After enjoying the spotlight over the last few days, the pound lost some of its sheen yesterday as the Brexit process seems to have hit a roadblock and the effect of that was clearly seen on the pound yesterday. This led the GBPUSD pair lower though most of the other currencies gained against the dollar during this period. It remains to be seen how deep the issue is and that is likely to determine how deep the correction is going to be.
Pound Under Pressure as Brexit Plan Fails
The Brexit process looked on the verge of failing with the DUP party blocking the agreement over the Irish borders which is one of the key points of the deal with the Eurozone. With this, it has placed the UK PM May in a spot of bother and the strain on her within and outside the UK is pretty much apparent. Just last week, we were led to believe that a deal had been thrashed out and that the details of the deal would be announced in a week or two but now we see that the Brexit talks have failed to progress with the UK unable to fulfill its commitments.
This increases the pressure on May and also on the UK economy and that is why we saw the pound correcting over the last 24 hours despite the fact that the dollar was under a lot of pressure on its own as well.

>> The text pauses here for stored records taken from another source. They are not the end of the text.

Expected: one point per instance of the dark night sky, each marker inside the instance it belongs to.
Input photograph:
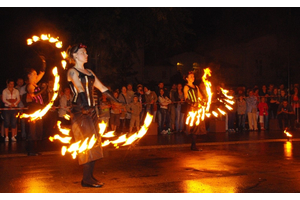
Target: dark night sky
(210, 25)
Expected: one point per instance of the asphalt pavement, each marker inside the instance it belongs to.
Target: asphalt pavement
(154, 140)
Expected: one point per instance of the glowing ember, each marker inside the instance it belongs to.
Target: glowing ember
(81, 147)
(67, 117)
(287, 133)
(204, 107)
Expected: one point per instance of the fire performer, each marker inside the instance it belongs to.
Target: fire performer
(83, 113)
(191, 96)
(34, 101)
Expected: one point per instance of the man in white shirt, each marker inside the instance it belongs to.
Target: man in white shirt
(11, 99)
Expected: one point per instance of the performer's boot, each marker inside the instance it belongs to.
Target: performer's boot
(88, 180)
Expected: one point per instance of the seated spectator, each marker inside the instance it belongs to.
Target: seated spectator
(286, 113)
(11, 99)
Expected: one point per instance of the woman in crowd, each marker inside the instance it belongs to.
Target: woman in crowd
(84, 118)
(274, 103)
(164, 101)
(34, 102)
(179, 113)
(125, 116)
(65, 106)
(11, 99)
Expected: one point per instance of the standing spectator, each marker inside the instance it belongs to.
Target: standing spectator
(115, 113)
(274, 103)
(161, 85)
(179, 114)
(130, 92)
(141, 100)
(104, 107)
(50, 119)
(282, 96)
(191, 95)
(172, 106)
(285, 113)
(263, 114)
(241, 112)
(125, 99)
(34, 101)
(295, 103)
(251, 102)
(263, 91)
(11, 99)
(21, 88)
(65, 106)
(164, 101)
(231, 115)
(150, 100)
(135, 109)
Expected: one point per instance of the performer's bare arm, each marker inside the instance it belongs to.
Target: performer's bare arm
(42, 72)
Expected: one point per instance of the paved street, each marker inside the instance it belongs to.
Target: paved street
(256, 162)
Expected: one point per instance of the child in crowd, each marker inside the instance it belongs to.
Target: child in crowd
(263, 113)
(135, 109)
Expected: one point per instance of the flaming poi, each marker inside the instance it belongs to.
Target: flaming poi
(204, 108)
(81, 146)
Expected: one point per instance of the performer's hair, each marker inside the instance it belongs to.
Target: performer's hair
(187, 74)
(29, 71)
(73, 49)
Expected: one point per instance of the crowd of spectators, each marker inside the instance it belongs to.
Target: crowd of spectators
(254, 109)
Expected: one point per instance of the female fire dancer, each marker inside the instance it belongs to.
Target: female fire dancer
(83, 113)
(191, 95)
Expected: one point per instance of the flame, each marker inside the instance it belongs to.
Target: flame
(29, 41)
(65, 140)
(35, 38)
(64, 64)
(207, 84)
(53, 40)
(102, 127)
(64, 54)
(109, 134)
(287, 133)
(44, 37)
(67, 117)
(64, 131)
(228, 107)
(58, 44)
(79, 147)
(215, 114)
(225, 93)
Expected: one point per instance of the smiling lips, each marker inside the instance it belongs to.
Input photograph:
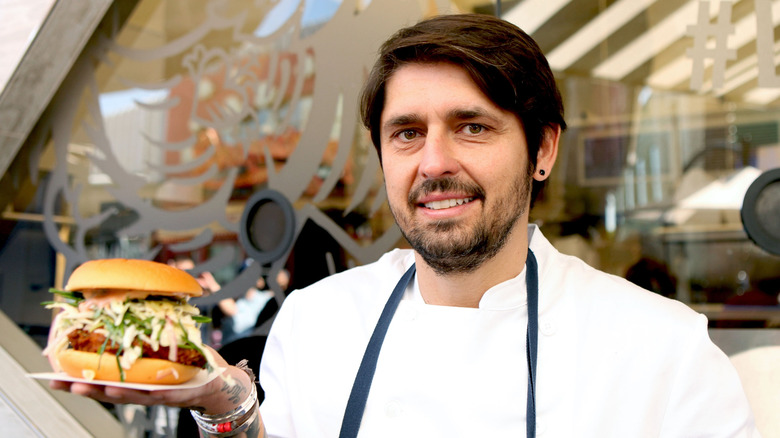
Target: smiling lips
(447, 203)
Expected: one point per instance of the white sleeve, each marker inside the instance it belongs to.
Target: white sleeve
(707, 399)
(274, 379)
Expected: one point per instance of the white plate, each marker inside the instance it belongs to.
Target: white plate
(203, 377)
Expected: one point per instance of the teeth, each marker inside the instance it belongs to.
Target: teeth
(446, 203)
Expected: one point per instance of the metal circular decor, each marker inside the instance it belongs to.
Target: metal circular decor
(761, 211)
(267, 226)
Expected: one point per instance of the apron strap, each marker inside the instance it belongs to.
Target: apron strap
(356, 405)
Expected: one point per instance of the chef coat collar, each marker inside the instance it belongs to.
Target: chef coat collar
(507, 295)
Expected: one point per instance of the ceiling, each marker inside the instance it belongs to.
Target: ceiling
(651, 42)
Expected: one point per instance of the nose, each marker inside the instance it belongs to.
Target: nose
(438, 157)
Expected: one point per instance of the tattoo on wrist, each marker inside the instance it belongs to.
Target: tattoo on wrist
(236, 392)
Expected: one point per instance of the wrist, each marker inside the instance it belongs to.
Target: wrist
(238, 420)
(225, 393)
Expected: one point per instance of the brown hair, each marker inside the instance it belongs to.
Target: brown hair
(502, 60)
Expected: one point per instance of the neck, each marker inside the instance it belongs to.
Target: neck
(466, 289)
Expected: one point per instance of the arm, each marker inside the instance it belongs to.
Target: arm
(215, 398)
(708, 398)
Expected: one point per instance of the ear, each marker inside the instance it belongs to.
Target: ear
(548, 152)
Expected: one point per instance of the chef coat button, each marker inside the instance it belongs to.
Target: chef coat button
(393, 409)
(541, 427)
(408, 314)
(547, 328)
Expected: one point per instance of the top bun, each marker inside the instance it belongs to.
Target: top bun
(133, 274)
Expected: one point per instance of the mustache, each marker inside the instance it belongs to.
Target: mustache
(444, 185)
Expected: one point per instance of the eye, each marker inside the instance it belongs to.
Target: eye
(473, 128)
(408, 134)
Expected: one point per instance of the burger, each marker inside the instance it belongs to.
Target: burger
(126, 320)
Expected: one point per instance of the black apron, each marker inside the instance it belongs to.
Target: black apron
(357, 398)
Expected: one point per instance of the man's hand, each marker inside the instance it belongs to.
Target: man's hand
(219, 396)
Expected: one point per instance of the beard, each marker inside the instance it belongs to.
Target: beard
(449, 246)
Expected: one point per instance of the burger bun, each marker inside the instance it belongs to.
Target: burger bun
(94, 366)
(133, 274)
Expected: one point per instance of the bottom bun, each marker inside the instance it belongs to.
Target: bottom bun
(93, 366)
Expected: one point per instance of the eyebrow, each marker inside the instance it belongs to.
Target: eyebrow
(402, 120)
(455, 114)
(467, 114)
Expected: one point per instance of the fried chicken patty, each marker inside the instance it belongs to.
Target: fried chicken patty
(83, 340)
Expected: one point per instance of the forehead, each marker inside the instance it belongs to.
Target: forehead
(420, 87)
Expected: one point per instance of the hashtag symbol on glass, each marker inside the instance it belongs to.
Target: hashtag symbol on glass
(702, 50)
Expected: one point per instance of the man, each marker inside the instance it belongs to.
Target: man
(483, 329)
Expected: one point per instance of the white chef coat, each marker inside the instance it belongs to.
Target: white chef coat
(614, 360)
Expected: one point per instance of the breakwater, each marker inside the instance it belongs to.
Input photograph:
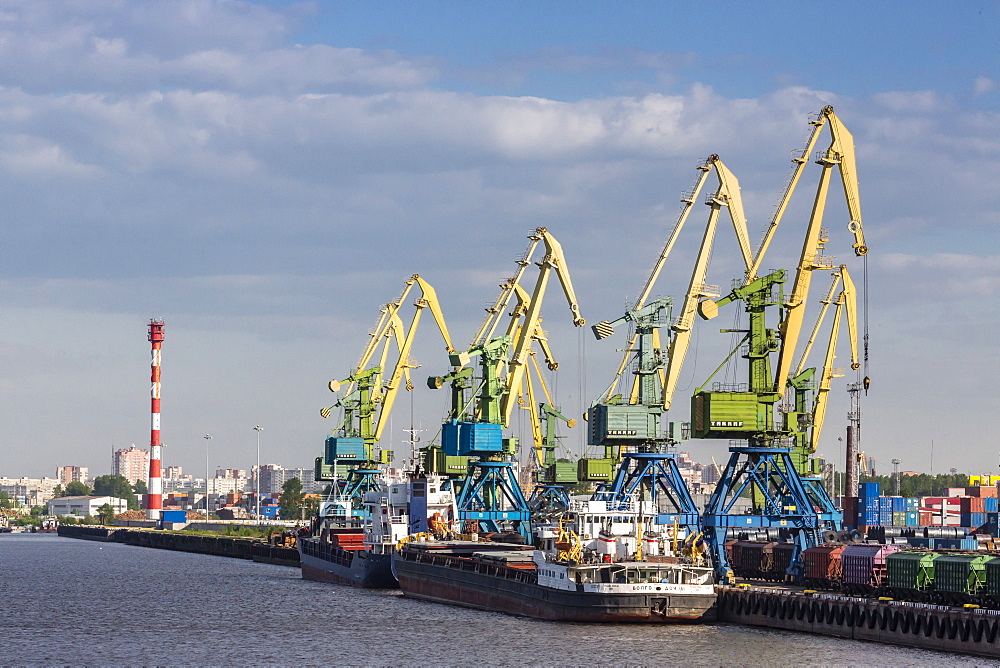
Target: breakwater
(969, 631)
(254, 549)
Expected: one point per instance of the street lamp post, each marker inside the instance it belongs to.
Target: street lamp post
(207, 439)
(258, 429)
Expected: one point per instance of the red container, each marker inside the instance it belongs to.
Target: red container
(973, 504)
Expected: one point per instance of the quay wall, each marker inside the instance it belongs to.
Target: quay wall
(220, 546)
(968, 631)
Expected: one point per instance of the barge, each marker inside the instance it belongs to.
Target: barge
(520, 580)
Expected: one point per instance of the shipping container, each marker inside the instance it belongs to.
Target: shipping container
(973, 504)
(992, 567)
(910, 572)
(869, 490)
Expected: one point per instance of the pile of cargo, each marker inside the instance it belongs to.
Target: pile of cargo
(974, 508)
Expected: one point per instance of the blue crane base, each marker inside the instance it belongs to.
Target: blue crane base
(549, 498)
(784, 503)
(490, 495)
(655, 473)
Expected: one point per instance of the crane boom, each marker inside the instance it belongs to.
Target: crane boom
(840, 154)
(554, 260)
(728, 195)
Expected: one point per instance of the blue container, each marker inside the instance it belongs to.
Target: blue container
(868, 490)
(352, 449)
(471, 438)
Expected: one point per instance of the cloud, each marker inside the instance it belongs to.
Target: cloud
(984, 85)
(182, 159)
(52, 48)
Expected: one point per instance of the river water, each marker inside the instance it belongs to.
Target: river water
(72, 602)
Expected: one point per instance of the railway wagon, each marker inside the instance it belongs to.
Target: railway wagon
(863, 567)
(821, 567)
(753, 559)
(910, 575)
(959, 578)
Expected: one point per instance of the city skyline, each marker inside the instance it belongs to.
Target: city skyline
(263, 176)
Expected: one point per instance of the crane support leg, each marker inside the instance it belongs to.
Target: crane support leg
(655, 474)
(491, 496)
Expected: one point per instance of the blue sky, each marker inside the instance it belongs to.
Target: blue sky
(264, 175)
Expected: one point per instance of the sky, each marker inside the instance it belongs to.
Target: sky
(264, 176)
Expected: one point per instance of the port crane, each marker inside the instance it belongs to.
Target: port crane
(368, 395)
(490, 494)
(764, 467)
(629, 429)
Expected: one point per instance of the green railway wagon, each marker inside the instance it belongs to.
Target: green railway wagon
(910, 575)
(959, 577)
(993, 578)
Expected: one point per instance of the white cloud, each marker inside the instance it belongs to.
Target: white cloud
(984, 85)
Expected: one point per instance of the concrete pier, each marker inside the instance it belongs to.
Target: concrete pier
(948, 629)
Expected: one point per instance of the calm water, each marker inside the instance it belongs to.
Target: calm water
(71, 602)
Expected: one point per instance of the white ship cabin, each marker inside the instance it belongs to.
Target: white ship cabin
(614, 533)
(625, 577)
(387, 516)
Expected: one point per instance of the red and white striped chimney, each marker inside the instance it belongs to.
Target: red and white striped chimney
(154, 497)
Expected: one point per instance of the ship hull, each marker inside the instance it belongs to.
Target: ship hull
(516, 594)
(359, 568)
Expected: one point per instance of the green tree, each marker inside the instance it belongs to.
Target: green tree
(116, 486)
(291, 499)
(106, 514)
(76, 488)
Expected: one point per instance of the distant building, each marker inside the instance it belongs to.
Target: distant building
(29, 491)
(67, 474)
(274, 476)
(81, 506)
(132, 464)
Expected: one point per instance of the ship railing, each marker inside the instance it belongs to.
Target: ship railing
(327, 552)
(465, 564)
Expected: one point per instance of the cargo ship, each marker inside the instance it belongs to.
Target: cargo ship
(520, 580)
(355, 546)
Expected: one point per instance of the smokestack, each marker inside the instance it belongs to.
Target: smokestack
(154, 498)
(851, 476)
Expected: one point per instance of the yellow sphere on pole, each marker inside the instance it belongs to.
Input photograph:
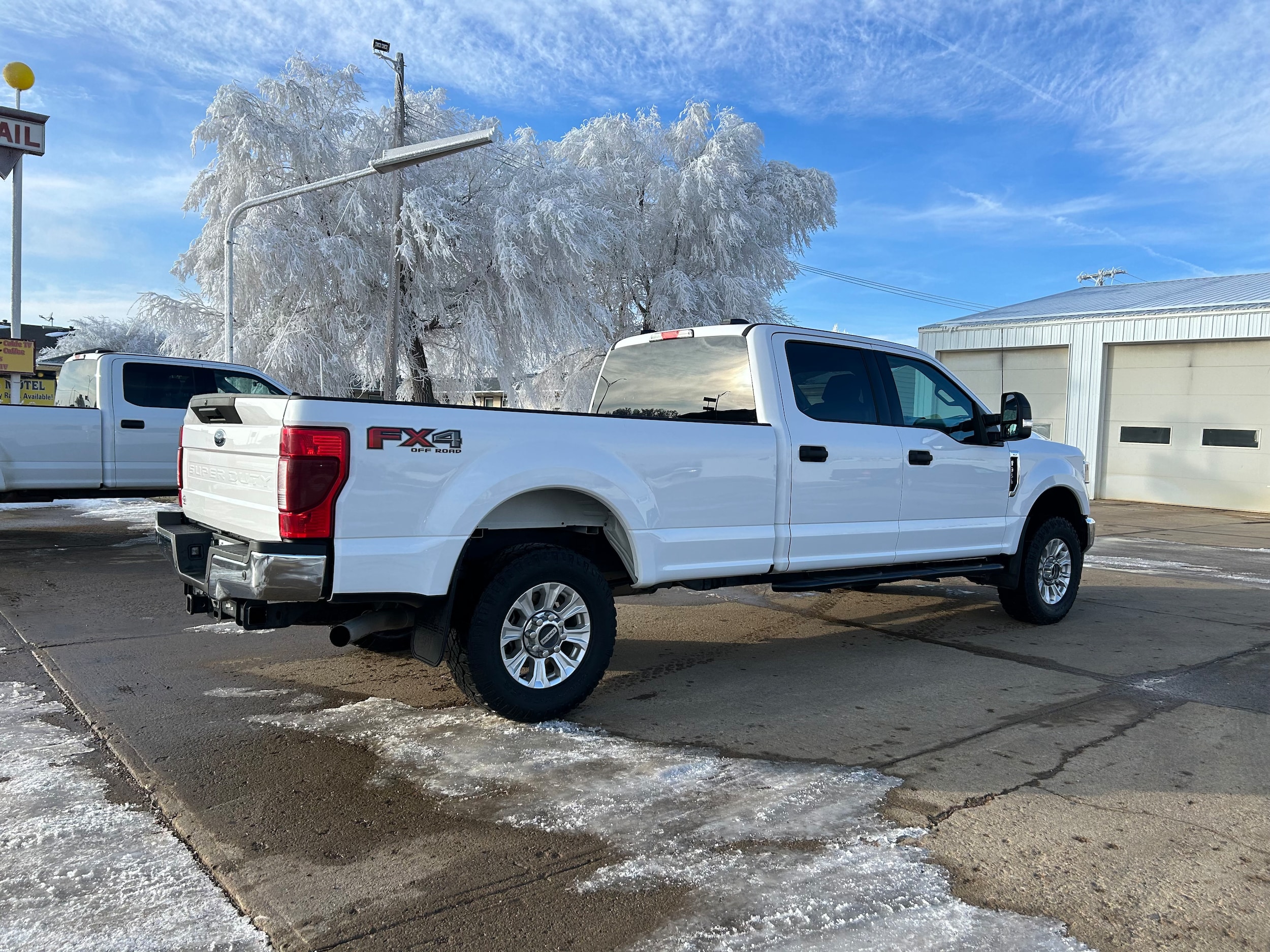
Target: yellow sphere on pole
(19, 77)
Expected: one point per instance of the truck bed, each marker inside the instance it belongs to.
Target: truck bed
(677, 499)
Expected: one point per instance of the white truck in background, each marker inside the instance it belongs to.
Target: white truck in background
(715, 456)
(113, 428)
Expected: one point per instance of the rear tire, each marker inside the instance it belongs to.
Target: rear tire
(540, 636)
(1050, 578)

The dollar is under pressure as the tax reform bill get delayed and also due to the developments over the Flynn issue in the US and this has been dominating the headlines in the region. These are tough times for both the UK and the US but the UK seems to be bearing the brunt at this point of time.
Looking ahead to the rest of the day, we have the services PMI data from the UK and the non-manufacturing PMI data from the US but these economic data are likely to be moved into the background as the traders and the markets focus on the politics that dominate the headlines. We expect the GBPUSD pair to continue to be under pressure in the short term, atleast until the political issues reach some sort of a conclusion.